The Cu/GNP nanocomposites were successfully fabricated by wet mixing followed by a classical powder metallurgy route. Raman analysis of the GNPs and microstructural observations confirm that ball milling is not an appropriate technique to disperse the GNPs within the copper matrix, whereas the wet mixing method has great potential to be used as a dispersion technique. Through wet mixing, the graphene nanoplatelets were randomly distributed within the matrix and most of the graphene was located at the copper grain boundaries, thus leading to grain refinement.

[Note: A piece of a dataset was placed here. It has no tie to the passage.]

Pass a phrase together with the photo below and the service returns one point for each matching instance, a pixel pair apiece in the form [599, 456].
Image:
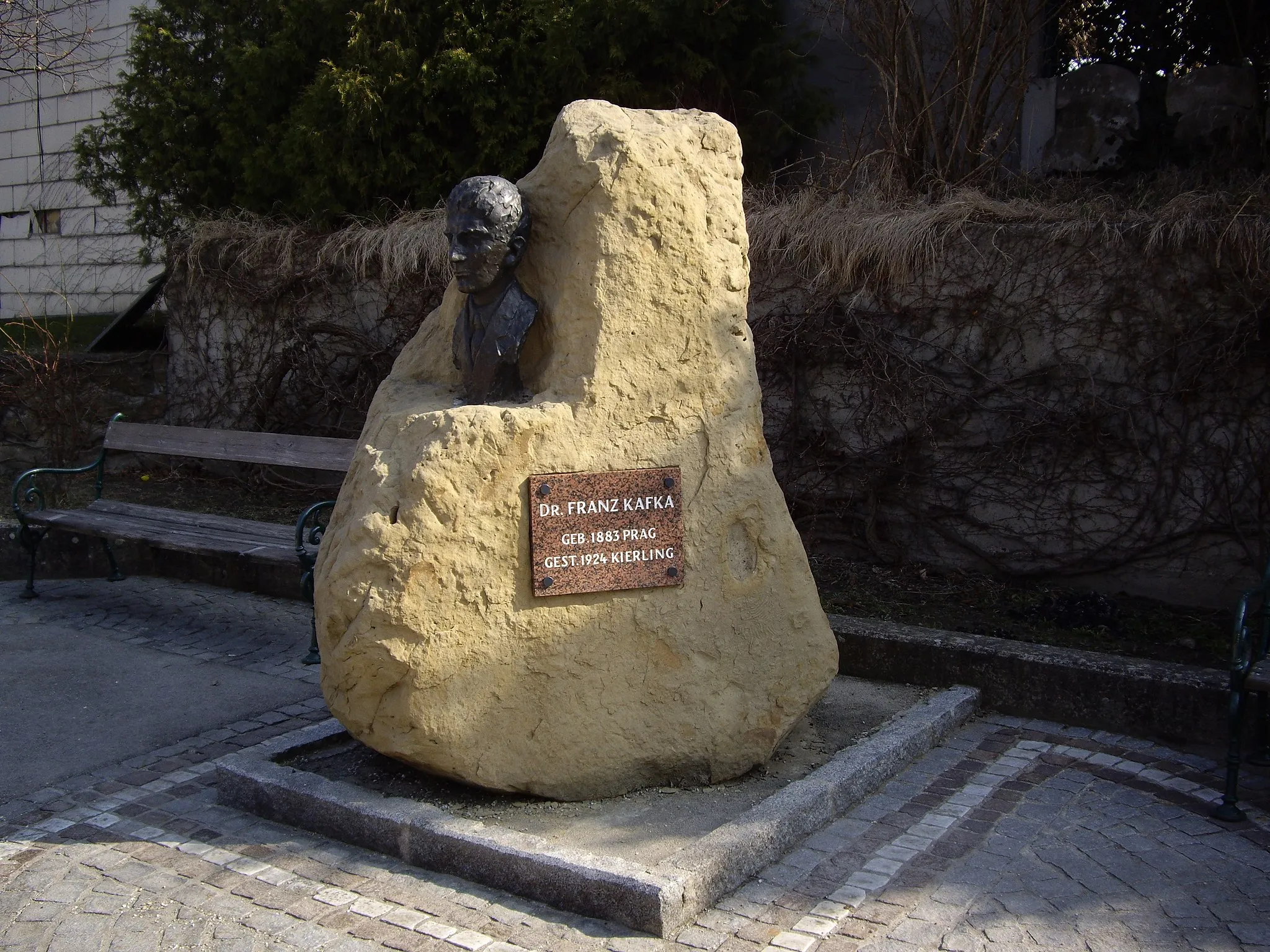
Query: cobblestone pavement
[1011, 835]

During the compaction of the composite powder, the graphene nanoplatelets oriented preferentially perpendicular to the compaction direction, which implies that the produced composite might show anisotropic properties. By increasing the graphene content up to 8 vol %, apart from the locating of graphene at the grain boundaries, the nanoplatelets tend to form clusters and the number of agglomerates increases noticeably. By increasing the graphene content, the Vickers hardness of the composites increased as well as their elastic modulus, mainly owing to the grain refinement effect. The variation in the coefficient of thermal expansion of copper composites at different temperatures from 100 °C to 750 °C showed that the coefficient of thermal expansion of copper composites decreased by increasing the GNP content. On the other hand, it is found that the combination of grain refinement and porosity content were responsible for decreased electron and thermal conductivities. In addition, it was found that, through the addition of GNPs, it would be possible to produce a novel composite with almost high thermal and electrical conductivity together with low thermal expansion and density. Since the achieved results are desirable characteristics for the electronic packaging industry, this fabricated composite is one of the most interesting candidates for use in heat sink applications. All in all, it can be concluded that the fabrication of composites reinforced by GNPs faces several challenges, such as the dispersion of graphene at higher content levels, interfacial bonding between the copper and GNPs, and the preferred orientation of graphene during the fabrication process.